Lifelong Learning: Building Machines That Learn Like Humans
Lifelong learning (LL) is a machine learning (ML) paradigm that learns continuously, accumulates the knowledge learned in the past, and uses/adapts it to help future learning and problem solving. In the process, the learner becomes more and more knowledgeable and better and better at learning. This continuous learning ability is one of the hallmarks of human intelligence. However, the classic ML paradigm learns in isolation: given a training dataset, it runs a ML algorithm only on the dataset to produce a model. It makes no attempt to retain the learned knowledge and use it in subsequent learning. Although this isolated ML paradigm, primarily based on data-driven optimization, has been very successful, it requires a large amount of training data, and is only suitable for well-defined and narrow tasks in closed environments.

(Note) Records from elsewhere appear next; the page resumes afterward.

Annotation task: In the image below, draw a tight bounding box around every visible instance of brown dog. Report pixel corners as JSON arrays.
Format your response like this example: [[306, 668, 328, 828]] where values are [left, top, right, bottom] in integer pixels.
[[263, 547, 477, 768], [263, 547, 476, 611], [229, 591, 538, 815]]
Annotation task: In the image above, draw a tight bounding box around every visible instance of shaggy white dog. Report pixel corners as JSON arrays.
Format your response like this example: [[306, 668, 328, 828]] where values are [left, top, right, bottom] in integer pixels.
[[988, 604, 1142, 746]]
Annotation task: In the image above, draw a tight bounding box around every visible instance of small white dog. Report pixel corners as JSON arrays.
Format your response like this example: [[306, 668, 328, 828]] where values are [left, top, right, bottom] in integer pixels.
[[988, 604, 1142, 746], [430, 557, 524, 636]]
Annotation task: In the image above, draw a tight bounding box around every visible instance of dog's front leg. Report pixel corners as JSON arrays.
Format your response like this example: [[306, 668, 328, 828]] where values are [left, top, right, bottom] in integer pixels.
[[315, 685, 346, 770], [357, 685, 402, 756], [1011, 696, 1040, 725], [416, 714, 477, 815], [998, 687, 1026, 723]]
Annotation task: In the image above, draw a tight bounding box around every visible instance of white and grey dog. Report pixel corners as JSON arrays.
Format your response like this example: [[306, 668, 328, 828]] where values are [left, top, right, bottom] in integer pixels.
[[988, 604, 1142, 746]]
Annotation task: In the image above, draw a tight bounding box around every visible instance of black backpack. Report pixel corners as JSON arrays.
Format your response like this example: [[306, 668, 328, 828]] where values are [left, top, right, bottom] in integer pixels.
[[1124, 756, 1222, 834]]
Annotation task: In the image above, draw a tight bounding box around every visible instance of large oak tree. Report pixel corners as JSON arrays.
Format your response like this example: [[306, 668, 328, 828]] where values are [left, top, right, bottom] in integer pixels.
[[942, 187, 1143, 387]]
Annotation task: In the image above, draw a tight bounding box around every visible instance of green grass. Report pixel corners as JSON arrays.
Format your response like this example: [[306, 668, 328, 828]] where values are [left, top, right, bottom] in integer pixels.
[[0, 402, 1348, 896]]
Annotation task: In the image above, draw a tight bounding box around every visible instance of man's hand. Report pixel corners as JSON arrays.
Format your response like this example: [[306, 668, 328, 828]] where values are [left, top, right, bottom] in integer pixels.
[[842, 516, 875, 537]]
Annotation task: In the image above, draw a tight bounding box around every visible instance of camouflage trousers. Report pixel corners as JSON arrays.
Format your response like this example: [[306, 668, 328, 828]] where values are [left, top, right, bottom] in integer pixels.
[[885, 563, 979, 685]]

In contrast, we humans learn effectively with a few examples and in the open world because our learning is also very much knowledge-driven: the knowledge learned in the past helps us learn new things with little data or effort and adapt to new/unseen situations. LL aims to achieve this capability and to build lifelong learning machines. Applications such as chatbots, self-driving cars, or any AI systems that interact with real-world environments are calling for this capability because they need to face the dynamic and open world which leaves them with no choice but to learn new things continuously in order to function well. In this talk, I will introduce this emerging ML paradigm, discuss some of our recent work, and speculate on how to build machines that learn like humans.
About the speaker:
Bing Liu is a distinguished professor of Computer Science at the University of Illinois at Chicago. He received his Ph.D. in Artificial Intelligence from the University of Edinburgh. His research interests include sentiment analysis, lifelong learning, natural language processing (NLP), data mining, machine learning, and Artificial Intelligence (AI). He has published extensively in top conferences and journals. Two of his papers received Test-of-Time awards from SIGKDD (ACM Special Interest Group on Knowledge Discovery and Data Mining). He is also a recipient of ACM SIGKDD Innovation Award (the most prestigious technical award from SIGKDD). He has also authored four books: two on sentiment analysis, one on lifelong learning, and one on Web mining. Some of his work has been widely reported in the international press, including a front-page article in the New York Times. On professional services, he has served as the chair of ACM SIGKDD, as program chair of many leading data mining conferences, including KDD, ICDM, CIKM, WSDM, SDM, and PAKDD, as associate editor of leading journals such as TKDE, TWEB, DMKD and TKDD, and as area chair or senior PC member of numerous NLP, AI, Web, and data mining conferences. He is a Fellow of the ACM, AAAI, and IEEE.